D'autres chocs sont transitoires, par exemple le baby-boom d'après-guerre qui a entraîné une très forte augmentation des naissances pendant un temps limité, entre 1945 et 1970.
Les chocs durables peuvent être absorbés par des « modifications paramétriques » du système (modification du taux de cotisation, du taux de remplacement ou de l'âge de départ à la retraite) alors que les chocs transitoires, comme un baby-boom, peuvent être absorbés par une accumulation de réserves dans le système par répartition lorsque les boomers sont actifs, réserves qui seront utilisées lorsque les boomers arrivent à la retraite.
Dangereuse inflation
Du côté des risques économiques, le ralentissement des progrès de productivité du travail (et, a fortiori, la baisse de cette productivité) réduit le rendement de la répartition : un choc de productivité a un impact analogue à un choc démographique.
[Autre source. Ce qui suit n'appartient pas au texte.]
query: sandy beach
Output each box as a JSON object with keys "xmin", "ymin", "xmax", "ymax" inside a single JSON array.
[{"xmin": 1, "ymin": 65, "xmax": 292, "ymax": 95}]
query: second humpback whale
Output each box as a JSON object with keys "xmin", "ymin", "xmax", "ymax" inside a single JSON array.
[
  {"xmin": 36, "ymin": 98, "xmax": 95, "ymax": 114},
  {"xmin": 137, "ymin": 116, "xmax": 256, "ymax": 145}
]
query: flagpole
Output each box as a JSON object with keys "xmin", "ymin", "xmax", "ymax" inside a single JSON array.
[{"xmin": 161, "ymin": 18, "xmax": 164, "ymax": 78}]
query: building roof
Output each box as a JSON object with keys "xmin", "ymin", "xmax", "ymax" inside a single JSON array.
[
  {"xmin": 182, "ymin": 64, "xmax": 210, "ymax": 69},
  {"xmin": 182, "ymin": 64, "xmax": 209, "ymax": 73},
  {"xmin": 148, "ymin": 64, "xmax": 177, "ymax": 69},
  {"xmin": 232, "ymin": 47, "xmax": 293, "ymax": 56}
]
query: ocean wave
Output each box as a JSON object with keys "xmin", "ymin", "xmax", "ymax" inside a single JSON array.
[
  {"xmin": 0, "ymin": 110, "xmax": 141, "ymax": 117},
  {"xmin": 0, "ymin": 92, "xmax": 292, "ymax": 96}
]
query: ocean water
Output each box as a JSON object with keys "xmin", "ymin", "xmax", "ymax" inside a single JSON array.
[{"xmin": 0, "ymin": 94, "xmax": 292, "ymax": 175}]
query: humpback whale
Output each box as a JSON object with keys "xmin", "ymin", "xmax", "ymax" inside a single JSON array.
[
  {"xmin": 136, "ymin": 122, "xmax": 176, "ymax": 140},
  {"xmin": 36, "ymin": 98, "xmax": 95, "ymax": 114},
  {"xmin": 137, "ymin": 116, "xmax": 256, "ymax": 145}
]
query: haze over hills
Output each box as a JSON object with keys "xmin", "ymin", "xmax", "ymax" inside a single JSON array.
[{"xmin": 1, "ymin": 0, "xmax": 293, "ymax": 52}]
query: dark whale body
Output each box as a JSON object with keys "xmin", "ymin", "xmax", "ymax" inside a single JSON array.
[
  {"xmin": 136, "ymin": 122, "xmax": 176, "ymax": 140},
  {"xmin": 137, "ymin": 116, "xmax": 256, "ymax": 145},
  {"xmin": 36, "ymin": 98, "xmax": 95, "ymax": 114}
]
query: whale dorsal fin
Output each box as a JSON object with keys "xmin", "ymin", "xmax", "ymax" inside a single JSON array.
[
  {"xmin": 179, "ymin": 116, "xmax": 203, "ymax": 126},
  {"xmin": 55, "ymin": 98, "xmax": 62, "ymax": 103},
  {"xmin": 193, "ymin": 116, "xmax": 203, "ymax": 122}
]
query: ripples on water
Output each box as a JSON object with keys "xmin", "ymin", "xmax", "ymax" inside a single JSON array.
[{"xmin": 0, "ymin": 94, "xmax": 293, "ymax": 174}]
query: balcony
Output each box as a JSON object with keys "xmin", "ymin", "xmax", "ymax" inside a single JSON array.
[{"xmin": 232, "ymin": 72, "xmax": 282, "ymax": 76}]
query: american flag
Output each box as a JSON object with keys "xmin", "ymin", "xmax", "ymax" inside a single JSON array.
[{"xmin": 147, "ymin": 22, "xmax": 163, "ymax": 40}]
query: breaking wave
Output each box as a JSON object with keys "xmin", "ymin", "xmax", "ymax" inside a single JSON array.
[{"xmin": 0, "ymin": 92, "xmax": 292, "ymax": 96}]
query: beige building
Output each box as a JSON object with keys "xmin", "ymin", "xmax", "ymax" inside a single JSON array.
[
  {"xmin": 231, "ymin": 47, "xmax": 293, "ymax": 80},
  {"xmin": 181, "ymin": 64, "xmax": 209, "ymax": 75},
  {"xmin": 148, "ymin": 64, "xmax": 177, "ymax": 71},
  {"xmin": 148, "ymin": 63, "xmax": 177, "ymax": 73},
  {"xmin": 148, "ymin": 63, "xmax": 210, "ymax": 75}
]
L'inflation est un autre risque si les paramètres du système ne s'ajustent que partiellement, ou avec retard, sur l'évolution des prix. L'indexation concerne les pensions versées aux retraités, sujet qui fait actuellement débat en France.
Mais il concerne également l'indexation des salaires portés au compte des cotisants, ce qui est moins connu. Au régime général en effet, la pension est calculée sur la base du salaire moyen perçu au cours des 25 meilleures années de carrière. Or un salaire de 1 800 euros perçu en 2000 n'est pas équivalent à un salaire de 1 800 euros perçu en 2025, car l'inflation depuis 2000 a érodé le pouvoir d'achat des 1 800 euros gagnés en 2000. Il faut donc indexer les salaires perçus chaque année, et le choix a été fait d'une indexation sur les prix, pour rendre comparables, en termes de pouvoir d'achat, les différents salaires de carrière.
Sous-indexation rendue nécessaire
Si le gouvernement suit le dernier avis du Comité de suivi des retraites préconisant une sous-indexation partielle et temporaire des pensions des retraités à l'horizon de 2030, il exposera les retraités au risque d'inflation.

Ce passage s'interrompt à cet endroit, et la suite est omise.